Anyway, the irony of entire discussions (and posts) like this on this website is the fact that Will spent plenty of time during college trying to shut down speeches/lectures given by people he didn’t like or disagreed.
Censorship – please.
Posted by Anonymous | June 10, 2008, 12:03 pmI finally agree with a KABOBfest post… too bad you didn’t write it. Figures. Everyone read KABOBfestWATCH!!!

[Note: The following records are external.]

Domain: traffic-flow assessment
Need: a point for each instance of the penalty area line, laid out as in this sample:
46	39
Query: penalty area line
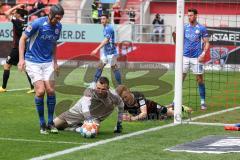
37	141
102	142
18	89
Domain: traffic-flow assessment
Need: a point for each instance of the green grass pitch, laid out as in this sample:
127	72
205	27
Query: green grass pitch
19	128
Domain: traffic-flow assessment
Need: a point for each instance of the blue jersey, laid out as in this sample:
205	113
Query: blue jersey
110	47
42	39
193	36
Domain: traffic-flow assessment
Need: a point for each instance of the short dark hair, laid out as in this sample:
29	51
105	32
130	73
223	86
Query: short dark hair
103	80
105	15
193	10
56	9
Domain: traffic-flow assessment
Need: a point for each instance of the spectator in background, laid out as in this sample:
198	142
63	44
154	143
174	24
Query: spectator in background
116	13
95	13
38	5
17	16
131	14
158	29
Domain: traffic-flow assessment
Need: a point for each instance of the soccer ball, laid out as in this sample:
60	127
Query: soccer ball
89	129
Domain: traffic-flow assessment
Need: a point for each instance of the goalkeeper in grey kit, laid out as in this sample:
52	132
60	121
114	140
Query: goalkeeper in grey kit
97	103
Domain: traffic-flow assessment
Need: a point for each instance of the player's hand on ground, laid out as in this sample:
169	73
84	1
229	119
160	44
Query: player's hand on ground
56	69
21	65
118	128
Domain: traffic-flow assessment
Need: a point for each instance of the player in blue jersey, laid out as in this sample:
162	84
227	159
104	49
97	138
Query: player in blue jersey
109	54
40	61
196	44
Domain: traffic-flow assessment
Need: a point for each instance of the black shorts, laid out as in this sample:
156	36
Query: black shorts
13	57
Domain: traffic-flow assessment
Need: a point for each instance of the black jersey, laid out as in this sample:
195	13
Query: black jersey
140	100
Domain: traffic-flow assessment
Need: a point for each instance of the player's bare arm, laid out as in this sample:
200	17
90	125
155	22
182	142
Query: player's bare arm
22	43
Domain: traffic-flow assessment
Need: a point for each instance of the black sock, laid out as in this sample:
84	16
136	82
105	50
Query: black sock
6	74
30	82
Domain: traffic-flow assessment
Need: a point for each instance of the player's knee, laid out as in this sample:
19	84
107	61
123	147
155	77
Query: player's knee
100	66
6	66
40	92
114	67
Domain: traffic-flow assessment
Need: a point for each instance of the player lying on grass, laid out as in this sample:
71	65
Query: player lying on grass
140	108
97	103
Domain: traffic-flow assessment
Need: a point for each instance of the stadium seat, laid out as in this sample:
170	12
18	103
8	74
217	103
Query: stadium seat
3	19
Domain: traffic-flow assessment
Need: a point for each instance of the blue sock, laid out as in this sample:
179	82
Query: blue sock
117	76
201	88
97	74
40	109
51	102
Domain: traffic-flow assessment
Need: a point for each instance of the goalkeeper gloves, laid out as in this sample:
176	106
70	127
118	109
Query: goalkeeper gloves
118	128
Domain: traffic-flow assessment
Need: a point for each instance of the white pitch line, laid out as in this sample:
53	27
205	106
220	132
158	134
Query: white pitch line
38	141
87	146
18	89
205	124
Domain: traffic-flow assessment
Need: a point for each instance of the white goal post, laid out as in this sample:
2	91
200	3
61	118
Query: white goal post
178	62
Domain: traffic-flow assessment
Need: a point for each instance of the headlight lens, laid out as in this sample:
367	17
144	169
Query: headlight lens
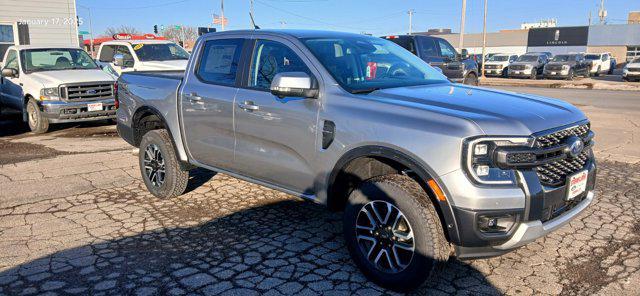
480	160
50	94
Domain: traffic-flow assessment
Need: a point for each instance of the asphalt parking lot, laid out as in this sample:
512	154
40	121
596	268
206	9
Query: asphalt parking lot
75	218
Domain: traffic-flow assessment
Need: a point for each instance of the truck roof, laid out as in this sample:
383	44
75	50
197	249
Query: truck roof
43	46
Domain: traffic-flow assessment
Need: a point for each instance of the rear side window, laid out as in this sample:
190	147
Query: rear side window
107	52
428	47
219	61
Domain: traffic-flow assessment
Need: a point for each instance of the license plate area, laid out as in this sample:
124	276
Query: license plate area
94	107
577	184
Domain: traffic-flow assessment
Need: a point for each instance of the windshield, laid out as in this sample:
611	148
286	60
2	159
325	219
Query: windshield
53	59
564	58
363	64
159	52
498	58
528	58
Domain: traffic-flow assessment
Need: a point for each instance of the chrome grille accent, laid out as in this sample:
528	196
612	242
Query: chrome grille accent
558	137
87	92
556	173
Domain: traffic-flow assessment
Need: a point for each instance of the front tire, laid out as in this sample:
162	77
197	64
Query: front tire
36	120
393	232
471	79
159	165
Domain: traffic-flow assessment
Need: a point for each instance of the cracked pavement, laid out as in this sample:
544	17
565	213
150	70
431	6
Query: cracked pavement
81	222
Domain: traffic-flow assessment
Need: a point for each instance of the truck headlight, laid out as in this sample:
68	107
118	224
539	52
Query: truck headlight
480	159
50	94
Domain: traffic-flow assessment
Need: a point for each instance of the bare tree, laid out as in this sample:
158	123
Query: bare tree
110	31
183	33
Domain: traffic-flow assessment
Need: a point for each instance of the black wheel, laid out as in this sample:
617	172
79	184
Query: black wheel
570	75
393	232
36	120
159	165
471	79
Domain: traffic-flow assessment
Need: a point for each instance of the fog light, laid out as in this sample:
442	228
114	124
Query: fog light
496	223
482	170
480	149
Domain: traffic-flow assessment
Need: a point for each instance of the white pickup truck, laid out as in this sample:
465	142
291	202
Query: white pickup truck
600	63
141	55
54	84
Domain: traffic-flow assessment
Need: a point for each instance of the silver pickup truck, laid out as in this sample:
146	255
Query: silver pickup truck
422	168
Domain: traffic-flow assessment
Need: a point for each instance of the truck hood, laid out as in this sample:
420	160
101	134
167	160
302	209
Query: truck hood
55	78
495	112
162	65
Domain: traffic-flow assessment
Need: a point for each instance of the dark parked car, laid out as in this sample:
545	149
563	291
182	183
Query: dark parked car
567	66
439	53
528	65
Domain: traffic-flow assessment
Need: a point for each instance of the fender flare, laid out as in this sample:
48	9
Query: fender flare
422	170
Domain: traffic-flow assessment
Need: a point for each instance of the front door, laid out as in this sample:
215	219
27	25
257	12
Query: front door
276	137
11	91
207	103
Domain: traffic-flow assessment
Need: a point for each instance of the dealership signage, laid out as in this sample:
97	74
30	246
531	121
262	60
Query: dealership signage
559	36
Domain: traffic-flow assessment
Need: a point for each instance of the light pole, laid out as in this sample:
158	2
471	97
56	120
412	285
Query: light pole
464	12
90	29
484	36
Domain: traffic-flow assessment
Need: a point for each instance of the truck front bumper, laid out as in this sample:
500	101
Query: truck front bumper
545	210
64	111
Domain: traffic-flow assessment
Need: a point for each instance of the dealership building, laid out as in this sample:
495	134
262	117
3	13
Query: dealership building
622	41
51	22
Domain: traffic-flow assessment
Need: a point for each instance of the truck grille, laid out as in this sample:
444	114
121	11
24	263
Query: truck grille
555	173
558	137
88	92
554	67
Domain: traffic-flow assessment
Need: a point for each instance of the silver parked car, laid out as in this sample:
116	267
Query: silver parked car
422	168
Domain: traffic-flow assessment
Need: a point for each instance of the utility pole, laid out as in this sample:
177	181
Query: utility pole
602	13
410	12
464	12
484	36
222	14
90	29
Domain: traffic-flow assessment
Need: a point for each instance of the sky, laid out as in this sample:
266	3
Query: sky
377	17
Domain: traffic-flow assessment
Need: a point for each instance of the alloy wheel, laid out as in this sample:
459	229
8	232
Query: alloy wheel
385	236
154	166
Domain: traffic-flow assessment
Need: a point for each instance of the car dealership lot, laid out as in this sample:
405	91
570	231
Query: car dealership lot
75	217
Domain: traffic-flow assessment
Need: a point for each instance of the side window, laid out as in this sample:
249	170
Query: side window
128	58
12	60
107	52
219	61
428	47
446	49
271	58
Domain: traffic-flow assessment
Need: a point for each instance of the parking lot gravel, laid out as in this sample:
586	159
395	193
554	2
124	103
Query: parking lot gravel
81	222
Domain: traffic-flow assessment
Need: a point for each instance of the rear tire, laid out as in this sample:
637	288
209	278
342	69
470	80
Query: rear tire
159	165
36	120
408	200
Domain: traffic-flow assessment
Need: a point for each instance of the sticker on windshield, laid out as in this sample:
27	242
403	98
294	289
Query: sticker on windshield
372	68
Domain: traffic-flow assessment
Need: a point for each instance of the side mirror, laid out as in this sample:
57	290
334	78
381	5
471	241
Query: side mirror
118	60
294	84
8	72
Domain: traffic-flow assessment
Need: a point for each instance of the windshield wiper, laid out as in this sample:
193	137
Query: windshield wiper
365	90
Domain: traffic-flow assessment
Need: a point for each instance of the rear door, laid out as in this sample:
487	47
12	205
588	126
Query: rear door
276	137
207	102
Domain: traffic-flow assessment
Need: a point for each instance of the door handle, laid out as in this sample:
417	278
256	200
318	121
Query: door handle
248	106
194	98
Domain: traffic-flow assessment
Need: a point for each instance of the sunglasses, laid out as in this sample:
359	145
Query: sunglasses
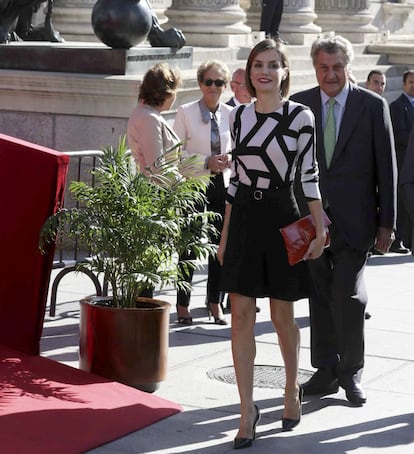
217	82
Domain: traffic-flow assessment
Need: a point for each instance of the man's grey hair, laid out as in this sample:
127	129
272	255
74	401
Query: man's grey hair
331	45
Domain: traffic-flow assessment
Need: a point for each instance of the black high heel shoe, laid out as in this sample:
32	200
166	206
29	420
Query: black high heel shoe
240	443
217	320
289	424
184	320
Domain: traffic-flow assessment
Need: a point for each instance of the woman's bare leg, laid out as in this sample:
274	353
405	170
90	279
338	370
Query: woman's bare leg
243	318
282	315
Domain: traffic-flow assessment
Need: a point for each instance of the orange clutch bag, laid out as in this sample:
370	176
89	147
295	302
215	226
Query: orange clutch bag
298	235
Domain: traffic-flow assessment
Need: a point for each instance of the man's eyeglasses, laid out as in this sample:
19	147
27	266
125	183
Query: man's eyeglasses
240	84
217	82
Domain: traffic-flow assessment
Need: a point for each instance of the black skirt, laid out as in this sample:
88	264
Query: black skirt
255	261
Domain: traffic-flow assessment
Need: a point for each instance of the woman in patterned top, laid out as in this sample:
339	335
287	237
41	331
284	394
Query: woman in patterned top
272	139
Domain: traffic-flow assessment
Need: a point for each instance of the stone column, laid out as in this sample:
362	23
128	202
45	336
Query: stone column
349	18
210	23
297	25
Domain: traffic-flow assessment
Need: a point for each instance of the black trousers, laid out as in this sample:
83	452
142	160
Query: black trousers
216	193
337	308
271	16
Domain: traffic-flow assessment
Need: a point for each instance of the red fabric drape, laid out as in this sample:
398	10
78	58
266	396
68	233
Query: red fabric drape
32	182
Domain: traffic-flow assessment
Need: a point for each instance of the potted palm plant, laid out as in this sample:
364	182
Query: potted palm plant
135	227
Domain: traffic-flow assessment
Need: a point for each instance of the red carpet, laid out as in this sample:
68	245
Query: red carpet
49	408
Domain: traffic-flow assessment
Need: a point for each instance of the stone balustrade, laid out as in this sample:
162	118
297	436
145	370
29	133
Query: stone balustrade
229	23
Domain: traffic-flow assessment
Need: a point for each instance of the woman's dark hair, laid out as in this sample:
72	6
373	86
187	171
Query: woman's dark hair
263	46
159	82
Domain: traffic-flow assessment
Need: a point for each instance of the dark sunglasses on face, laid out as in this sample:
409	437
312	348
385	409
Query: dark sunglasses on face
217	82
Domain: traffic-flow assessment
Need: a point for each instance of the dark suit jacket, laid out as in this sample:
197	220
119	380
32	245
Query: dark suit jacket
361	180
406	177
402	116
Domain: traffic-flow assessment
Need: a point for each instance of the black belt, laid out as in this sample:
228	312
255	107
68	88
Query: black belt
260	194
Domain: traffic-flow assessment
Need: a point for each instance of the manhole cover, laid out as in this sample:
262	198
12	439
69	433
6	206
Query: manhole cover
264	376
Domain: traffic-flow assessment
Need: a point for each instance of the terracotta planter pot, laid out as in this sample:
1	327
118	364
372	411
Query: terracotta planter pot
125	345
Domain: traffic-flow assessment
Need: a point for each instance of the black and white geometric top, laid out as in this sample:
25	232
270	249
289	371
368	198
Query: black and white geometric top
268	147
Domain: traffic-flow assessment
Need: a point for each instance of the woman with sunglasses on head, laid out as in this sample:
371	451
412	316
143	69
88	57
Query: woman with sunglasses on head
204	127
273	140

Posted by Programmer Buydatti | June 10, 2008, 12:57 pmBuydatti,
Nobody likes you.
Sincerely,
Your mom.
Posted by Um Buydatti | June 11, 2008, 2:32 pm“”Lobby or no lobby, the fact that a bookstore rescinds an invitation to a respected academic to speak on a vital issue should raise the hackles of anyone interested in intellectual and political openness.”"
Uh… why? A bookstore is a private venue, accountable to itself and nobody else. I don’t look to bookstores to be temples of some intellectual ideal whom I rely on to invite speakers for my edification; I go there to buy books, and I select those books myself. Frankly, I find it annoying that bookstores hold extraneous speaking events like that at all, since they tend to draw out the neighborhood crazies on all sides, and the operating costs probably drive up the end price I pay.
Come to think of it, I can’t recall the last time I bought a new book in an honest-to-god bookstore; I get everything cheaper used, mainly on Amazon. (Though I did recently snag a cheap copy of Opposites: Side By Side, a debate between two Turkish public intellectuals, one Muslim and one Atheist, at Moe’s in Berkeley)
If you don’t like your bookstore’s actions, stop patronizing it. These are private institutions and it’s a free country. I don’t like the actions of the bookstores around here (charging me retail), so I don’t shop there.